Maybe we can even persuade them to combine their efforts so that all three of them travel together in a long and very unhealthy trip as far as possible. I’d actually recommend one so far, that they don’t even make it back to Planet Earth.
Bijou Drains
ParticipantFunny, I thought Farage rhymed with toss pot
Bijou Drains
Participant“ The root idea traces back to the aftermath of September 11, 2001, when some “genius” proposed that there might be a kind of emergent intelligence in collective betting behavior”

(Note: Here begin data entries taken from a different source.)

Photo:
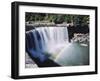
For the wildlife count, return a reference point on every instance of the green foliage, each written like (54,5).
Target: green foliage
(58,18)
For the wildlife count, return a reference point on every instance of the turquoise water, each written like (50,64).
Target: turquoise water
(73,54)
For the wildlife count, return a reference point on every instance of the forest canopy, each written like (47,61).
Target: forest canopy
(57,18)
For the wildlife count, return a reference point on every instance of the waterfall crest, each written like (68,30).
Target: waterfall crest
(49,39)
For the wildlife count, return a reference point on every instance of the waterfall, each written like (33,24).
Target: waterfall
(49,39)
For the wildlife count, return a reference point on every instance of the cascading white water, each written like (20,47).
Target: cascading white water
(53,39)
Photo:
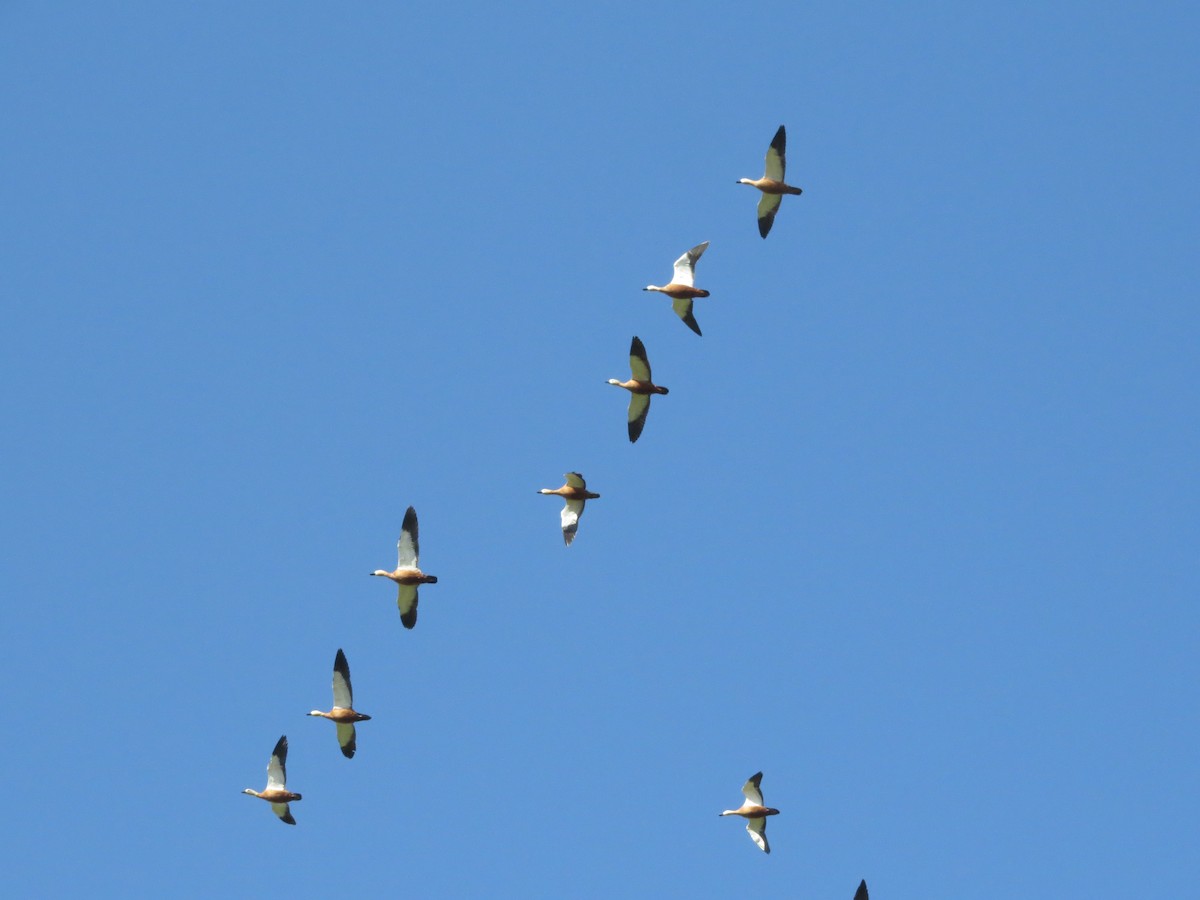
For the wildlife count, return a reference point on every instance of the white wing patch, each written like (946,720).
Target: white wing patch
(768,205)
(685,265)
(406,551)
(342,695)
(639,406)
(757,831)
(571,513)
(683,310)
(276,778)
(774,165)
(347,738)
(639,366)
(777,160)
(753,793)
(406,598)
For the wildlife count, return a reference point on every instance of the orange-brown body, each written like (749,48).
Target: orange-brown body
(274,795)
(769,185)
(755,811)
(346,717)
(411,576)
(681,292)
(569,492)
(636,387)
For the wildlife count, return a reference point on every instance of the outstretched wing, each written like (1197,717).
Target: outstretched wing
(347,739)
(753,791)
(685,265)
(637,361)
(571,513)
(757,829)
(276,769)
(343,695)
(777,155)
(639,406)
(406,599)
(683,310)
(407,547)
(768,205)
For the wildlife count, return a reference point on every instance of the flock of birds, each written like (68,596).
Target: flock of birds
(408,576)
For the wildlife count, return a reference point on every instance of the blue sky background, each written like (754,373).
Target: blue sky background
(915,532)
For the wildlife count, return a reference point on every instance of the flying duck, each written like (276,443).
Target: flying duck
(754,811)
(772,184)
(682,288)
(276,792)
(640,387)
(343,706)
(407,574)
(576,493)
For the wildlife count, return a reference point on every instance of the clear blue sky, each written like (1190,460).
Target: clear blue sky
(915,533)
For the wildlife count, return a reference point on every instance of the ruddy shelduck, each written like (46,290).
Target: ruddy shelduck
(772,183)
(407,575)
(576,493)
(640,387)
(754,811)
(277,793)
(343,707)
(682,288)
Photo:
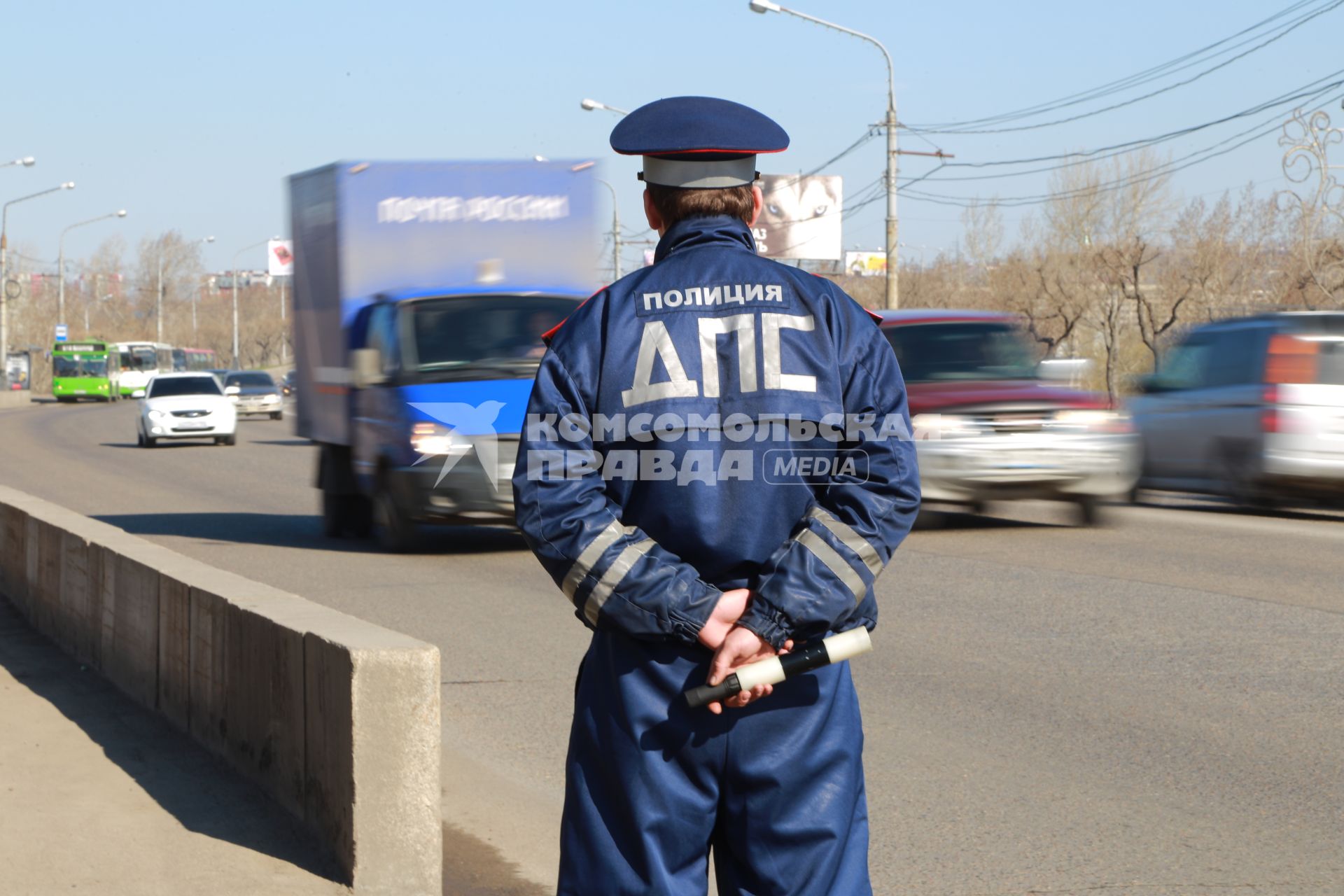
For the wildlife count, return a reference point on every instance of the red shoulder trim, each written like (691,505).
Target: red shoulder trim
(549,335)
(687,152)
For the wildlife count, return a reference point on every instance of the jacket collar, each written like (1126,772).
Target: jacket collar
(720,230)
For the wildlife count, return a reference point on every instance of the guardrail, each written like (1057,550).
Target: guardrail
(335,718)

Which is presumably why the bookmakers are all impoverished and the punters are rolling in money.
Bijou Drains
ParticipantSometimes Comrade Cheery Arse’s on going pessimistic posts about the end of the world, actually get me to the point of thinking that the end of the world, would be a blessed relief from having to read his endless posts about the end of the world.
Bijou Drains
ParticipantAs well as the vital question about how owns AI (as Musk implies AI will possibly become a crucial element of the means of production) there are a number of other issues.
AI may possibly make use of all human knowledge that is available through computerised sources. Human knowledge goes much further than that.
As a simple example, how much of what is held in our party library? Perhaps, at an optimistic guess, about 25% of it. What about oral and other sources of knowledge, how much lived experience is held on the internet? There are many other examples.
Not only does this lead to huge gaps in terms of AI’s data, it also biases the data it uses due to the fact that what is digitized tends to be information that is useful to the ruling class and is dominated by those who have the financial and technological wherewithal to digitise their information.
Another issue with AI is that it will always give you an answer, even if it has no information. I have never found an AI system that can respond “to be honest mate, I haven’t got a clue”. So, a bit like a Reform Party Spokesperson, AI just makes shit up.
Bijou Drains
ParticipantI have a couple of mates who are in the RCP. Got to know them from being in political circles back in the early 80s. They’re fine to meet up with for a couple of pints as long as you talk about music, football, the weather, etc. Like most left wingers they are pretty thoughtful, kind and compassionate people. Whenever you try and talk to them about politics above a base level they can become really doctrinaire, fixed and seem to be only communicate their politics through a series of stock phrases. A lot of research into cults shows that they use fixed terminology and ideas which not only creates group cohesion, they all know the terminology and can only really discuss things with fellow adherents, but also provides a barrier for them to communicate with others who don’t use the proscribed phraseology. I think this happens in left wing groups. I am pretty sure (but cannot be certain) that we do this far less than the leftist groups. The Standard is always very readable and accessible, our leaflets are usually well developed and accessible as is most of our literature. If you read the red topped newspapers of the leftist groups they are usually very simplistic and based on phrase mongering and rabble rousing. They often produce a monthly “Theoretical Journal”, which is badly written as it is impenetrable.
The 1980’s version of the RCP was an even more extreme version of that presentation, even the leftists thought that they were a bunch of headcases. I think the 80s RCP’s place as the complete fruit loops of the left wing spectrum has been taken on by the Revolutionary Communist Group (they publish Fight Racism/Fight Imperialism), which was the party from which the 1980s RCP emerged. The Revolutionary Communist Group was a split from the IS/SWP who left the SWP in the early 70s. Their Guru was David Yaffe, who interestingly recently resigned from the RCG alongside another member saying they had “lost confidence in the current RCG leadership. It is intransigent, dogmatic, formalistic and bureaucratic.” they “had been ignored”.. You would have thought that being in the RCG for 45 years would have got them used to being ignored.